I shouldn’t be too surprised by the existence of parallel universes—or even of parallel childhoods. Sometimes, I become lulled into a false sense of security by the homogeneity of growing up in America. I can meet someone my age from anywhere else in the country and chances are we grew up watching the same cartoons, eating the same snack foods, and learning the same lessons. If you’re in your thirties now, at some point you watched Ninja Turtles, ate Dunkaroos, and made a construction paper pilgrim hat in school. If you did all three in the same twenty-four hour period, your diary undoubtedly included the words, “Best day ever.” You could give up on life after that because you’d officially peaked. That’s why it’s genuinely alarming when there’s something as popular as The Story of Ping that I’ve never even heard of before. I must admit, however, that such discoveries aren’t as rare for me as they used to be. I have a teenager now, and she constantly uses words I’m convinced she made up just to mess with me. The other day, she used “gyaut” in a sentence, which I had to ask her to repeat, spell, and define. Even after that, I’m still not sure I understand it. My best guess is it has something to do with yachts. My younger kids are just as bad. They pick up the worst of the worst from YouTube. I’ve heard the phrase “Skibidi Toilet” more times than I care to admit, but I’ll die before I ask anyone to explain it. I could ban my kids from YouTube, but they’d just pick up these words from other kids who are still allowed to watch it. My only choice is to get with the times or to commit to forever being out of touch. I choose option two. I’m perfectly happy to remain in my own universe.
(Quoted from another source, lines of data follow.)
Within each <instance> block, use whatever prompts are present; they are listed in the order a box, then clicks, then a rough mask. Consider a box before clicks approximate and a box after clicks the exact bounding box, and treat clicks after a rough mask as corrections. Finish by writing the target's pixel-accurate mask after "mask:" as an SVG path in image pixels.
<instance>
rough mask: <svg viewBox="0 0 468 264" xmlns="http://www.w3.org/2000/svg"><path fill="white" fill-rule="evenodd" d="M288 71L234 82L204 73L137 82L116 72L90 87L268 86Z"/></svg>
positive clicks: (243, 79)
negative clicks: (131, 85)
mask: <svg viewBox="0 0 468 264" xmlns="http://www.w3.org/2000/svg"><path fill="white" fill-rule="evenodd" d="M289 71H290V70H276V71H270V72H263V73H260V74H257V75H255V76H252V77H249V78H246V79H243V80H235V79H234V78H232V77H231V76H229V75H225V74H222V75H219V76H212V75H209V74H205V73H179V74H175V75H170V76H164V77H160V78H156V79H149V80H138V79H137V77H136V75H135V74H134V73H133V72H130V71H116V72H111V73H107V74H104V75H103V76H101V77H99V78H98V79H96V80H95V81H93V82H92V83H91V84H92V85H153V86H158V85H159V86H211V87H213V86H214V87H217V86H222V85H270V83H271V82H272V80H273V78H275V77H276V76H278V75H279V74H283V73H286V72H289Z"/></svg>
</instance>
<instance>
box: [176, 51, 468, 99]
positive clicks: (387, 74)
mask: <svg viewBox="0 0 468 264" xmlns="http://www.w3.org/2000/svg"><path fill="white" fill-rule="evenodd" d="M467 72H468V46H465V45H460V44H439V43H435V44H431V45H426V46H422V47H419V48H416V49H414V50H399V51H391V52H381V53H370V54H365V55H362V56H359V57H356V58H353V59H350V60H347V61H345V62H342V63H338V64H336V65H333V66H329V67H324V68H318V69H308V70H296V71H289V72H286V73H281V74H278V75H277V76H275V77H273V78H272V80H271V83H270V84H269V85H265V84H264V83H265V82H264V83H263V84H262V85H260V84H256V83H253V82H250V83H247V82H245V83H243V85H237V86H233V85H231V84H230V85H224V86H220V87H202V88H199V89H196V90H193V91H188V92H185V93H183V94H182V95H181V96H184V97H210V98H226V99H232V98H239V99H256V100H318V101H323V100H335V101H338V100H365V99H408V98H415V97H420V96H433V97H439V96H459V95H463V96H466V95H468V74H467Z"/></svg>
Anyway, that’s all I’ve got for now. Catch you next time.
James
OK, so I'm not saying I know all the books, but I did read ALOT as a child (and still do now as an adult) and I don't know this book (and it seems like the kind of thing you'd remember knowing). Hopefully that helps validate your multiverse theory.
Like my sister would have said “I just had breakfast”… a sentence that means “I just found out something new” ( it sounds still weird in Spanish and I have never heard anyone else, besides my family, to use that in any context.
Never have I ever heard about The Story of Ping. What a dreadful story! And as an elementary teacher I read many stories with my students ( also I have seen thousands of book covers while checking what they were planning to read at home).
Regarding the new words you mentioned. I google them and apparently I will have to clear my browser, too, due to the meaning of the first one. I also need to be prescribed an amnesia pill to forget the disgusting image of the second one. Thanks, James! Now I understand why human arrive to an age where they rather die than try to keep up with new trends. Lol.